This is what I do sometimes. NQ moves twice the rate of ES Long 1 contract NQ Short 2 Contracts ES Once You reach profit target, say $100 on NQ. close NQ. Now your ES is about -$100 wait for ES profit to be around 0, then close Repeat above steps.
It's called an intermarket spread. If you get the ratios right you get huge margin discounts from CME.
why not it gives the illusion of a hedge so it calms nerve but they don't always move step and step. Last friday at the open for example long 1NQ short 2ES would still lose.
Just how BIG is your position? At least 200 ES lots? If not, what's the point of hedging? Think about it. When you hedge, you make no money. You're merely tying up your capital, not to mention racking up needless commission.
Oh, I thought 1 contract meant 1000 lots. Anyway, though I'm being facetious about it, my point is that it makes no sense to "hedge" your 1 lot trade. Let's consider your example in the OP: Long 1 contract NQ Short 2 Contracts ES Once You reach profit target, say $100 on NQ. close NQ. Now your ES is about -$100 wait for ES profit to be around 0, then close How can you be sure the market WILL REVERSE after you close out your NQ??? What happens if it continues to go higher?
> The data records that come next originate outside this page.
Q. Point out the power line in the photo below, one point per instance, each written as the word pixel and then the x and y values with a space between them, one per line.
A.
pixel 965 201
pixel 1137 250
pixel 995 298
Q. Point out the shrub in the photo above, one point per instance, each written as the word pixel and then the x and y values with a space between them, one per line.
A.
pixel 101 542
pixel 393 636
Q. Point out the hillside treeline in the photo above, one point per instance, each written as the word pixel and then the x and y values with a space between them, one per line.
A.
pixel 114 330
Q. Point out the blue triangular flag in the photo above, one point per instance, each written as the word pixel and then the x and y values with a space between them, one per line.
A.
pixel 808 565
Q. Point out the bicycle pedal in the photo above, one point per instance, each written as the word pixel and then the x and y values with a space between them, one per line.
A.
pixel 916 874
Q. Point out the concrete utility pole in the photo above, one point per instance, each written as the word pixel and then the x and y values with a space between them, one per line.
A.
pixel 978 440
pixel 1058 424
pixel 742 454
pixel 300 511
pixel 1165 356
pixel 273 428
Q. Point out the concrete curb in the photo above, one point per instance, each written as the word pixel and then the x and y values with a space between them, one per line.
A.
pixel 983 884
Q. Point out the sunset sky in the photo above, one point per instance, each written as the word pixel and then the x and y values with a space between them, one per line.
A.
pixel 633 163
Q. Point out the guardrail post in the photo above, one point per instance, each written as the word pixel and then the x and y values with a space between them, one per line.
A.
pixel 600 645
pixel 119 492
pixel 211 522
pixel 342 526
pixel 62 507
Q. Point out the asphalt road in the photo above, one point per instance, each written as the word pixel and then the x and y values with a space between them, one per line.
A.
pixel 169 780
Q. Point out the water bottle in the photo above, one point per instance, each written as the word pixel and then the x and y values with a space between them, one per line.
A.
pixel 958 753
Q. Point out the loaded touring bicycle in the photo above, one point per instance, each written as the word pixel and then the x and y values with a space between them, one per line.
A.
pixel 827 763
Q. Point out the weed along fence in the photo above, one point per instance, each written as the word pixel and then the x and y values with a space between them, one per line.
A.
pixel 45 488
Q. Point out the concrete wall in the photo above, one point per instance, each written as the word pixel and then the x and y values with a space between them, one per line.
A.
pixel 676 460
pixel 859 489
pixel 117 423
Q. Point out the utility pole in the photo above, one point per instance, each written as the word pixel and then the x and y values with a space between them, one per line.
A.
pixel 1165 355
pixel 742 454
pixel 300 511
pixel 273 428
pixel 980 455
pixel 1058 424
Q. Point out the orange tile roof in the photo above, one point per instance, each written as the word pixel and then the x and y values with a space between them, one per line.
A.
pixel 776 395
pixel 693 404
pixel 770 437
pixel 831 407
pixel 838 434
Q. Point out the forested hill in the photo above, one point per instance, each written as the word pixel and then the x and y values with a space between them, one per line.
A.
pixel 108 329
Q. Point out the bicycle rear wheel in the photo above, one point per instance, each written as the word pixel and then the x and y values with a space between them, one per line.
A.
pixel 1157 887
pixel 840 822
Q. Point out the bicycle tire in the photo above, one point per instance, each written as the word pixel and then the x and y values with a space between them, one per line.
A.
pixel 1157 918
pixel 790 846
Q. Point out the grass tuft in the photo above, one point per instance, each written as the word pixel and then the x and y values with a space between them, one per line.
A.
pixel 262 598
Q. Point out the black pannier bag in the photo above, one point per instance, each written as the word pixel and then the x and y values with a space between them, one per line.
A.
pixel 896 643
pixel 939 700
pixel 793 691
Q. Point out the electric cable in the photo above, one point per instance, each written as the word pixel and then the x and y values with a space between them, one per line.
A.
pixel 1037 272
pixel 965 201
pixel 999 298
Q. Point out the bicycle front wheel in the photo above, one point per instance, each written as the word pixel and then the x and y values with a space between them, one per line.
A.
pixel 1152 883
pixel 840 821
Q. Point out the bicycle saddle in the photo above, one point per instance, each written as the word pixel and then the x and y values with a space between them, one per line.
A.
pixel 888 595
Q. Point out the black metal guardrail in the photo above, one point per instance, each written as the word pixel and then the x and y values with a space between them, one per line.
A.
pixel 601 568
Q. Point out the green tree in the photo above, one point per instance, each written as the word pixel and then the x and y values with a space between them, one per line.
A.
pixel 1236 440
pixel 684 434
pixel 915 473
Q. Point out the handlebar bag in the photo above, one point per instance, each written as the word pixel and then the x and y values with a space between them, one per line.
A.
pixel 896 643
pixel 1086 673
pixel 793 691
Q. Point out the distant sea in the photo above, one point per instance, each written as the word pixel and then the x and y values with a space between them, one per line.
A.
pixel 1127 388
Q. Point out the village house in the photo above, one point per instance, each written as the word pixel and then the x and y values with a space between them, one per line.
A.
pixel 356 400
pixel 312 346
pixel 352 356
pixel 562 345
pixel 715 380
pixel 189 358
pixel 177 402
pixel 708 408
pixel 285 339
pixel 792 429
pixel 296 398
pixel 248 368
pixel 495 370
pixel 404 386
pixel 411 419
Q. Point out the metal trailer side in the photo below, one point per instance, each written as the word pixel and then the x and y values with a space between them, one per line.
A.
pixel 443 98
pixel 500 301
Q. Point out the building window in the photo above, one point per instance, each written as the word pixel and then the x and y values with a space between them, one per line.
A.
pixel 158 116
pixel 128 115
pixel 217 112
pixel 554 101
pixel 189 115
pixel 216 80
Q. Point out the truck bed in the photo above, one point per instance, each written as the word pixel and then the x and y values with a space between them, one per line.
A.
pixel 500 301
Ever thought about that? Then will you hedge your losing ES with NQ again? You'll soon end up with a slopfest, from which your losses will only mount more larger than you initially anticipated. (Trust me, I've used this strategy often in the past. It's not so simple in practice.) Only way to profit by this method is by getting in at or near the bottom and get out at the top, but who can do that time after time?